Um dos perigos da defesa do “olhar feminino” por parte de instituições culturais que fomentam a fotografia está na tentativa de resolução da desigualdade através da realização de mesas de discussão, mostras pontuais ou outras iniciativas segmentadas para mulheres fotógrafas. Tais iniciativas, entretanto, não proporcionam uma revisão crítica das práticas curatoriais destas mesmas instituições. Quantas de nós não fomos convidadas para atividades sobre “mulheres na fotografia” ou “olhar feminino”, enquanto outros eventos da mesma organização com temas diversos são ocupadas em sua maioria por homens brancos? Ações voltadas para visibilizar a produção de fotógrafas e pôr em questão a desigualdade, como este próprio texto, são importantes, mas não representam a superação desse problema estrutural. 

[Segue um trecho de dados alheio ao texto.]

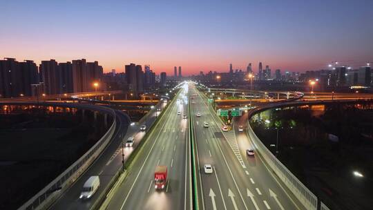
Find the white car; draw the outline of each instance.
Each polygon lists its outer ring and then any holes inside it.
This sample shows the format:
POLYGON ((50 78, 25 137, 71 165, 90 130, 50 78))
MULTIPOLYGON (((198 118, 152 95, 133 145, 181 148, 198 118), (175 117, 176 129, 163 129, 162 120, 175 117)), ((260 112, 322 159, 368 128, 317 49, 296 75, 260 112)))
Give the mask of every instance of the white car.
POLYGON ((133 137, 128 137, 128 139, 126 142, 125 145, 126 145, 126 147, 131 147, 133 146, 133 137))
POLYGON ((213 173, 213 169, 211 164, 204 164, 204 173, 210 174, 213 173))
POLYGON ((145 131, 145 130, 146 130, 146 126, 145 126, 145 125, 141 126, 140 131, 145 131))
POLYGON ((228 131, 228 126, 223 126, 222 128, 222 130, 223 131, 228 131))
POLYGON ((255 155, 255 153, 254 151, 254 149, 247 149, 246 150, 246 154, 249 156, 254 156, 255 155))

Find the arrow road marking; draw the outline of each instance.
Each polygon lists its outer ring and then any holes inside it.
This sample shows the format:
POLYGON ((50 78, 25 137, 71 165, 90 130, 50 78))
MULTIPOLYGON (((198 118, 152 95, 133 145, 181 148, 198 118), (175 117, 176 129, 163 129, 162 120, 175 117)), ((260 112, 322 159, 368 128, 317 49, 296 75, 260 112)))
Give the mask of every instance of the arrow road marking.
POLYGON ((233 204, 234 209, 238 210, 238 209, 237 208, 237 204, 236 204, 236 201, 234 200, 234 194, 230 189, 228 189, 228 197, 231 197, 231 199, 232 200, 232 203, 233 204))
POLYGON ((277 204, 278 204, 278 206, 280 207, 280 209, 281 209, 281 210, 284 210, 284 207, 283 207, 283 205, 280 203, 280 201, 278 201, 278 198, 277 198, 277 195, 271 190, 271 189, 269 189, 269 196, 271 197, 274 197, 274 200, 276 200, 276 202, 277 202, 277 204))
POLYGON ((211 202, 213 203, 213 209, 216 210, 216 204, 215 203, 215 193, 213 193, 212 189, 210 188, 210 193, 209 196, 211 198, 211 202))
POLYGON ((247 190, 247 197, 250 197, 250 199, 251 199, 251 202, 254 204, 255 209, 256 209, 256 210, 259 210, 259 207, 258 207, 256 202, 254 199, 254 194, 247 188, 246 189, 247 190))

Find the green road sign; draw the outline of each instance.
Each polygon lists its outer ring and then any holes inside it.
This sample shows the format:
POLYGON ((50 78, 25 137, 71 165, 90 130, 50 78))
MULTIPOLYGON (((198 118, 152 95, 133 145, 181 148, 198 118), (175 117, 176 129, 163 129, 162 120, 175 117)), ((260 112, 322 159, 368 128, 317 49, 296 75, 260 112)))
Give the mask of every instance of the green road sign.
POLYGON ((238 116, 240 116, 240 111, 239 110, 232 110, 232 117, 238 117, 238 116))
POLYGON ((218 116, 224 116, 228 117, 228 111, 227 110, 218 110, 218 116))

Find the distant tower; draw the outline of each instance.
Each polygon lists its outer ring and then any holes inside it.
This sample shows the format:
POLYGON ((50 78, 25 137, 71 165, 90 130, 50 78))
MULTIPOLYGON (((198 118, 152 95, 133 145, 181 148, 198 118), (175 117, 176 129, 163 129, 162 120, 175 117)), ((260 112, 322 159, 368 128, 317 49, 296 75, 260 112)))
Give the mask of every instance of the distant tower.
POLYGON ((247 71, 248 73, 252 73, 253 69, 251 68, 251 63, 249 64, 249 66, 247 66, 247 71))
POLYGON ((259 62, 259 69, 258 70, 258 74, 259 75, 259 80, 262 79, 262 62, 259 62))

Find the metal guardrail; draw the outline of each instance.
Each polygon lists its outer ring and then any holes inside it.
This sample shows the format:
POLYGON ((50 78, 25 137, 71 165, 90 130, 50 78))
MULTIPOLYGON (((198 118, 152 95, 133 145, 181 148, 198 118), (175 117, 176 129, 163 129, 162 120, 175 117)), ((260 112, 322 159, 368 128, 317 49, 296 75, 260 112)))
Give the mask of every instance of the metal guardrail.
MULTIPOLYGON (((6 103, 13 105, 35 105, 35 102, 12 102, 6 103)), ((98 140, 93 146, 84 153, 80 158, 75 161, 66 170, 61 173, 55 180, 50 182, 46 187, 39 191, 35 195, 28 200, 18 210, 44 209, 47 208, 58 197, 66 190, 90 164, 101 153, 104 149, 110 142, 115 130, 117 124, 115 113, 111 108, 93 105, 74 104, 70 103, 38 103, 39 106, 55 106, 60 107, 75 107, 102 111, 113 116, 113 120, 111 127, 106 133, 98 140)))
MULTIPOLYGON (((371 99, 358 99, 359 102, 369 102, 371 99)), ((293 106, 302 105, 318 105, 318 104, 333 104, 335 103, 356 103, 356 101, 352 100, 333 100, 333 101, 312 101, 312 102, 285 102, 282 103, 271 104, 267 106, 258 107, 251 110, 249 113, 249 119, 254 115, 262 112, 264 111, 278 108, 287 107, 293 106)), ((287 188, 294 194, 299 201, 306 207, 307 209, 317 209, 318 198, 308 188, 307 188, 299 180, 291 173, 285 166, 284 166, 280 160, 274 156, 272 153, 264 145, 255 134, 253 129, 250 126, 250 124, 247 124, 247 135, 250 137, 255 149, 263 157, 265 161, 268 164, 273 171, 280 178, 283 182, 287 188)), ((322 202, 321 202, 321 210, 329 210, 329 209, 322 202)))
POLYGON ((321 202, 321 206, 320 210, 330 210, 323 202, 321 202))
POLYGON ((250 137, 256 151, 259 152, 272 171, 294 194, 307 209, 317 209, 317 197, 311 192, 256 136, 250 124, 247 124, 247 135, 250 137))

Todos os grupos sub-representados politicamente deveriam poder alcançar os mesmos meios de produção e visibilidade na fotografia. As mulheres estiveram envolvidas com a fotografia desde seu primórdio, como afirmou a historiadora estado-unidense Naomi Rosenblum ao compilar mais de 270 produções de mulheres em seu livro History of Women in Photography9. Segundo a autora, as fotógrafas foram invisibilizadas em grande parte da história da fotografia por diversos fatores, a exemplo das imagens que foram produzidas em conjunto por Carolyn e Edwin Gledhill e referidas em bibliografias como um trabalho de Edwin apenas. Quando finalmente presentes nas notáveis exposições, coleções e literaturas, dificilmente alcançam a mesma importância e espaço que fotógrafos homens, tampouco iguais condições de trabalho e remuneração. 

Assim, Rosenblum traz uma pergunta essencial, que é retomada pela pesquisadora brasileira Amélia Corrêa10 em 2014: as mulheres e suas fotografias estão visíveis como deveriam em relação à quantidade e à influência que tiveram e têm na fotografia?

São muitas as camadas pelas quais se estruturam os processos de invisibilidade. Os livros de fotografia são meios importantes pelos quais produções circulam e atravessam o tempo, perpetuando-se simbolicamente em memória e materialmente em documento. São muitas as autoras de publicações (principalmente em obras de autoria coletiva anteriores aos anos 2000) cuja trajetória desconhecemos e sobre as quais não encontramos praticamente nenhuma informação disponível.

Entretanto, os livros reivindicam sua existência. E para as mulheres, o reconhecimento não apenas da existência, mas da atuação e contribuição para a fotografia e seus desdobramentos na história, no jornalismo ou na arte, é muito caro. Deste modo, a importância da presença feminina na autoria de livros fotográficos não se refere apenas à representatividade circunstancial da atuação das mulheres na produção das imagens, mas também sobre a possibilidade de documentação, circulação e inscrição destas produções fotográficas na própria história da fotografia. 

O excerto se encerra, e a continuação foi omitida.